Wednesday, December 3, 2014

PTSD

I don't normally get personal on here.  I just don't like the possibility of feeling vulnerable, even though I absolutely love when other people share what they've gone through or are going through.  Usually there are so many people who can relate those posts but don't want to be the first to reveal.  Or, they find some comfort in knowing that someone else is going through the same thing.

Now you all probably know that my dog died suddenly last spring (just eight months after we adopted her, and just nine months after our first pet, our bunny Bailey, died).  From the day I thought something was wrong to the day we put her asleep, it took 20 days.   What not everyone might know is how much it affected the next year of my life.

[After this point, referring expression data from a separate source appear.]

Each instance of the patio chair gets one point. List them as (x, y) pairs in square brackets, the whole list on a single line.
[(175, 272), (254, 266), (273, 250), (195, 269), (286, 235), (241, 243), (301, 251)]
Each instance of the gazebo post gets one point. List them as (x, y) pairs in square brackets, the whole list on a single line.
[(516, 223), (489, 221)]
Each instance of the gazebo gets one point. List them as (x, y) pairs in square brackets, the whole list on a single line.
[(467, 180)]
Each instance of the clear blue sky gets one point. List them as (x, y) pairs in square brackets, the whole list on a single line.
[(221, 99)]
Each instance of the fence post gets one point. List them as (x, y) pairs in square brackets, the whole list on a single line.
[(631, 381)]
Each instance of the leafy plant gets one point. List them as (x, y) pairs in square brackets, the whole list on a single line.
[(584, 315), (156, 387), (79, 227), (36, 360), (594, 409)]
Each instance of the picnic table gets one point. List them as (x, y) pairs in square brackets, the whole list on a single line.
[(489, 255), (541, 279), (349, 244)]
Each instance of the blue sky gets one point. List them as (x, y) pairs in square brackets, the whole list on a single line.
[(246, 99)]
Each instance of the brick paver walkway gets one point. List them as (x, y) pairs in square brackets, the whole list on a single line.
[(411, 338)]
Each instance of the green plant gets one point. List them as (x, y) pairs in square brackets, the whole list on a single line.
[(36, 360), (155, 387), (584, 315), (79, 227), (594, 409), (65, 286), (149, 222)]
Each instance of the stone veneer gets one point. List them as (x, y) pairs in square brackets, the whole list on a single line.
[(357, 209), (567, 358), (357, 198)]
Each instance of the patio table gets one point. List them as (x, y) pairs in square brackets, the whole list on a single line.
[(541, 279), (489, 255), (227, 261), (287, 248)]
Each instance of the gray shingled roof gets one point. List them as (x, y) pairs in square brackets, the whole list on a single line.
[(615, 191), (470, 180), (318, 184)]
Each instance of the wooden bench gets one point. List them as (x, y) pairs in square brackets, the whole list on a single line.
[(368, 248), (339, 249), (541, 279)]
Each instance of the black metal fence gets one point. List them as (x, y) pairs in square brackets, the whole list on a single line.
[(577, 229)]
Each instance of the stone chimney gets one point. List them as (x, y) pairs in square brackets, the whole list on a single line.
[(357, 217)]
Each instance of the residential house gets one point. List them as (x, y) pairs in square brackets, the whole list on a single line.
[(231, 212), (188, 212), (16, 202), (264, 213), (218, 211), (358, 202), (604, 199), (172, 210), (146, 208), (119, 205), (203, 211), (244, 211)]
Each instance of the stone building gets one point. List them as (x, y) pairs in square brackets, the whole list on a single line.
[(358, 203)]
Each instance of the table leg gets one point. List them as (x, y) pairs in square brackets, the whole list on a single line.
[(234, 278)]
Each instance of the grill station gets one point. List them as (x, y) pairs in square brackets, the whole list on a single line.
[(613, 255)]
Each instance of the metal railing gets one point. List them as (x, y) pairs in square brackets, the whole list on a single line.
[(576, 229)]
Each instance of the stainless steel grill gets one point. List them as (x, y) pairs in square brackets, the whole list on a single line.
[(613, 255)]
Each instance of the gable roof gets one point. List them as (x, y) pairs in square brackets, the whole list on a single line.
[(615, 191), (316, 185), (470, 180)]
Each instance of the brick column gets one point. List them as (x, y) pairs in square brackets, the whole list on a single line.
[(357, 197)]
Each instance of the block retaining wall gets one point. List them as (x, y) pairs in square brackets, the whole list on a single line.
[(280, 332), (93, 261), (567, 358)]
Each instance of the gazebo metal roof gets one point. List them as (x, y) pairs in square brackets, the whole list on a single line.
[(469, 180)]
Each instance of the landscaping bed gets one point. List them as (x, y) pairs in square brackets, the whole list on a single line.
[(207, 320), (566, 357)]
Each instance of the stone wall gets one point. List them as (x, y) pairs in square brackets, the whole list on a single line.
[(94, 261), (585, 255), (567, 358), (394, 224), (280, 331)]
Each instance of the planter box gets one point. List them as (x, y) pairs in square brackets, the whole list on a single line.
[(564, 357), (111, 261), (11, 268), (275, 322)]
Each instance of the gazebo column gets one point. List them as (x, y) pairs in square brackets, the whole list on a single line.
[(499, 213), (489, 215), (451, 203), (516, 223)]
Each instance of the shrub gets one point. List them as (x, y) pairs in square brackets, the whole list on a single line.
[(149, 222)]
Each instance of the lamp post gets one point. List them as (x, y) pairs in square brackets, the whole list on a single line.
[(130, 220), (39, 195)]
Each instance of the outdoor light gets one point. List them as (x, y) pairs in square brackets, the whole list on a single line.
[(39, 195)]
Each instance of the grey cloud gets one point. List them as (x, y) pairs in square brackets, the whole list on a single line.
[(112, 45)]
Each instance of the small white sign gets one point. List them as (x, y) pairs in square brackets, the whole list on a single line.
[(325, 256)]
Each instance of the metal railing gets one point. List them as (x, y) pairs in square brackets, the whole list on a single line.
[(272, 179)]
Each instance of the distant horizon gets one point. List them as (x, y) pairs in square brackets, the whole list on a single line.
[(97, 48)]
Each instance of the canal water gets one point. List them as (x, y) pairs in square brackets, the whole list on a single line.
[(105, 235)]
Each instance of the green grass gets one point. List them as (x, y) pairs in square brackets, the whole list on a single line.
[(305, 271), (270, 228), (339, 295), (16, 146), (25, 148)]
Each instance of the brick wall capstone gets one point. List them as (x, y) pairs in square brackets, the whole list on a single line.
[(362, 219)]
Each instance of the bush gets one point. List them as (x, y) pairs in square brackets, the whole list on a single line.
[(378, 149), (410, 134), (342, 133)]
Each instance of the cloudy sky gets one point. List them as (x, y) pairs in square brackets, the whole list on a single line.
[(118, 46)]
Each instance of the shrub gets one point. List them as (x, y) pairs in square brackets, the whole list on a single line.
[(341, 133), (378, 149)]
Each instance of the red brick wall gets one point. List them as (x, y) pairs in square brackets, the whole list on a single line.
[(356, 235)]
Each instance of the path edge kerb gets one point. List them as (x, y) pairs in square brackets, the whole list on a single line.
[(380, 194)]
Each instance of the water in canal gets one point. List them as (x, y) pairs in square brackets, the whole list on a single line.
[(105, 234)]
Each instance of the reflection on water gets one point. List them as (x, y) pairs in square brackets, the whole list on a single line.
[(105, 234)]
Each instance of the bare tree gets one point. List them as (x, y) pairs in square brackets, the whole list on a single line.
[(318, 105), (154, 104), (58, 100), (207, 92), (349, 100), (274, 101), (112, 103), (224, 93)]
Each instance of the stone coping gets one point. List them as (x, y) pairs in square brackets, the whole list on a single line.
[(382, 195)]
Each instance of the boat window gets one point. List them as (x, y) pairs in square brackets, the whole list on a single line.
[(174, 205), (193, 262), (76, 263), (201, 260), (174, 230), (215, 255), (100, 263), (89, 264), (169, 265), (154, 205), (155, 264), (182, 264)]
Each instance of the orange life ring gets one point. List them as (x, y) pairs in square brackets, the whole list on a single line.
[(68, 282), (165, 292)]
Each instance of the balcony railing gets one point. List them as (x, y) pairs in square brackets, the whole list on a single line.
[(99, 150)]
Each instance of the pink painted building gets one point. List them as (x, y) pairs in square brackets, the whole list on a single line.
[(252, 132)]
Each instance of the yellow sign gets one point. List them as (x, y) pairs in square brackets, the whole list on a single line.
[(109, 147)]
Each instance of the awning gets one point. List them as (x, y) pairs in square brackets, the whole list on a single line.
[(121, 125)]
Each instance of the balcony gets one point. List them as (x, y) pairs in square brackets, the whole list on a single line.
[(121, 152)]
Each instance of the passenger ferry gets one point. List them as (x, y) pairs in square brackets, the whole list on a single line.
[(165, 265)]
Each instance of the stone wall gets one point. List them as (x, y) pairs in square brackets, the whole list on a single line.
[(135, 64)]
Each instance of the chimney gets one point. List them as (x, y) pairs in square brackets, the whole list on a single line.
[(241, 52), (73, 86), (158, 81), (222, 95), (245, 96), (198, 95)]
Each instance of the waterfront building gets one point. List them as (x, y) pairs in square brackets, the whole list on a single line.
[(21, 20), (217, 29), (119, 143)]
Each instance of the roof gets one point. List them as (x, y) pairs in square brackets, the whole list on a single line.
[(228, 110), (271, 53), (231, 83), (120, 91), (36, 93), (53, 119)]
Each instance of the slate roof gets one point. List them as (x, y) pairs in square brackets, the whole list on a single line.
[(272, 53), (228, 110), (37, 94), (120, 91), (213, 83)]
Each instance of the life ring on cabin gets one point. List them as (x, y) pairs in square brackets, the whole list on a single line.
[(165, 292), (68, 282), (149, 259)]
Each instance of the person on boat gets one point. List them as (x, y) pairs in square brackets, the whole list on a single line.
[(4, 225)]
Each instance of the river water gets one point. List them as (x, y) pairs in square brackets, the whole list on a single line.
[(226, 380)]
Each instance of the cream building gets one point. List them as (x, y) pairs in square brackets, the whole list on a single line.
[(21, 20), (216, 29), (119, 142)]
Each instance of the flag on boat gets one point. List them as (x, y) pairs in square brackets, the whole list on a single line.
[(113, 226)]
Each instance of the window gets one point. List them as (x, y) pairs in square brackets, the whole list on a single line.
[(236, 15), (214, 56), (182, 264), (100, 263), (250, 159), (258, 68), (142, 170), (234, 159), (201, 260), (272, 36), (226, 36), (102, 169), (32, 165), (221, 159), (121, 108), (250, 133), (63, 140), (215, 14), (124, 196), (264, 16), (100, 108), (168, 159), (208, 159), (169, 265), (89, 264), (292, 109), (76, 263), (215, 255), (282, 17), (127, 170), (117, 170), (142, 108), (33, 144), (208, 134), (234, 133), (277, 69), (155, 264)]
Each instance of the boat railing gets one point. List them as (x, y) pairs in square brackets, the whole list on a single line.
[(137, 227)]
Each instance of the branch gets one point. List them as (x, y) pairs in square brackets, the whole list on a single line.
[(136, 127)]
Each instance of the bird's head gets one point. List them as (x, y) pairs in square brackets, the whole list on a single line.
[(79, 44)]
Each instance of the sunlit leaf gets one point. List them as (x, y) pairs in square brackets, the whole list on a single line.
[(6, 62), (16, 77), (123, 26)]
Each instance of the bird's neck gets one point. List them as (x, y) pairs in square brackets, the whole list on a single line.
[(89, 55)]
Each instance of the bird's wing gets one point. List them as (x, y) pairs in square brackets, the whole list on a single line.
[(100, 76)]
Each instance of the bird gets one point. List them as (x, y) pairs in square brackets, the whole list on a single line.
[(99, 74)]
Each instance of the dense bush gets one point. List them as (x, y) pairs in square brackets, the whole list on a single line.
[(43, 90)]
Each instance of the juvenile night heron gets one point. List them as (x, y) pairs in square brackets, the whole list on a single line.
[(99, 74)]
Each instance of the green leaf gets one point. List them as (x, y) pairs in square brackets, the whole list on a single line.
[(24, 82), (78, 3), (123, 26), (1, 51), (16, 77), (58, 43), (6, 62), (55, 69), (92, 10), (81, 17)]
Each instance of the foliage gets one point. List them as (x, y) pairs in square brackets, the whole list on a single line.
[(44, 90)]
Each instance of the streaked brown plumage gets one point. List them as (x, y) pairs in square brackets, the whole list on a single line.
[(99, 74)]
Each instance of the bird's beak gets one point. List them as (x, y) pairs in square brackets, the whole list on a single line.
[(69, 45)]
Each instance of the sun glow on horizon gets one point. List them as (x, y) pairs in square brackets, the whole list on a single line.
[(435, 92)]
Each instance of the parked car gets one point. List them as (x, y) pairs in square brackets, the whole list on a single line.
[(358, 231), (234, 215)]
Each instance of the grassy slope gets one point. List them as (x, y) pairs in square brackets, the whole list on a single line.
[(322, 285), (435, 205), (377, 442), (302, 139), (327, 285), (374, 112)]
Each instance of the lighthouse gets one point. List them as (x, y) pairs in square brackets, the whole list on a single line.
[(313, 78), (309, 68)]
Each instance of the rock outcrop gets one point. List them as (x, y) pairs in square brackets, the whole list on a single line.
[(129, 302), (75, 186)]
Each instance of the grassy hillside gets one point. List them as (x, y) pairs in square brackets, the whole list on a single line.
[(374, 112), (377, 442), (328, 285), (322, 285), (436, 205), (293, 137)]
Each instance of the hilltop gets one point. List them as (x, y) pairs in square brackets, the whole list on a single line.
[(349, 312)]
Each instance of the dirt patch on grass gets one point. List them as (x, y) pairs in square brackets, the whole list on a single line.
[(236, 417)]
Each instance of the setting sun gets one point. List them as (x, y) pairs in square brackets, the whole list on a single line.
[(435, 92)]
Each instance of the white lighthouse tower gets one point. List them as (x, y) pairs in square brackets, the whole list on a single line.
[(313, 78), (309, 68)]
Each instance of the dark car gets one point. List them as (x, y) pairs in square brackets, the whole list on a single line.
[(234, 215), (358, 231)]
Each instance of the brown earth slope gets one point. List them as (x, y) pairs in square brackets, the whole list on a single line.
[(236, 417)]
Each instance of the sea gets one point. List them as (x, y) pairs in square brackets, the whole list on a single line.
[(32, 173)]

Of course, anyone dealing with losing a loved one is going to go through a period of depression.   I definitely went through that.  I've always struggled with a touch of depression anyway, so I just figured I was going through situational depression that was just like an amplified version of what I was used to.  I started going on and off anti-depressents for the next few months, dealing with all the undesirable side effects without any of the help that these pills were supposed to bring.  I was suffering from daily headaches and light headed-ness, crying spells every hour, pounding heartbeats, and general helplessness that I couldn't seem to climb out of.   I was confused as to why I didn't really feel like I was going through depression, but I couldn't put a finger on it.

It sucked.  It really, really sucked.  I am used to putting on a face when I'm upset, because I don't like getting unwanted attention.  I wanted nothing more than to disappear from everyone and to climb into a hole on the couch, but I couldn't let myself sink that far.  I still spent time with friends and family, but the only thing that ever went through my head was "hollyhollyhollyhollyhollyhollyimsosadifeelsohopelessandsadhollyhollyhollyholly"  I tried as hard as I could not to bring up Holly every second, and I tried even harder not to end up crying everywhere I went (I wasn't that successful).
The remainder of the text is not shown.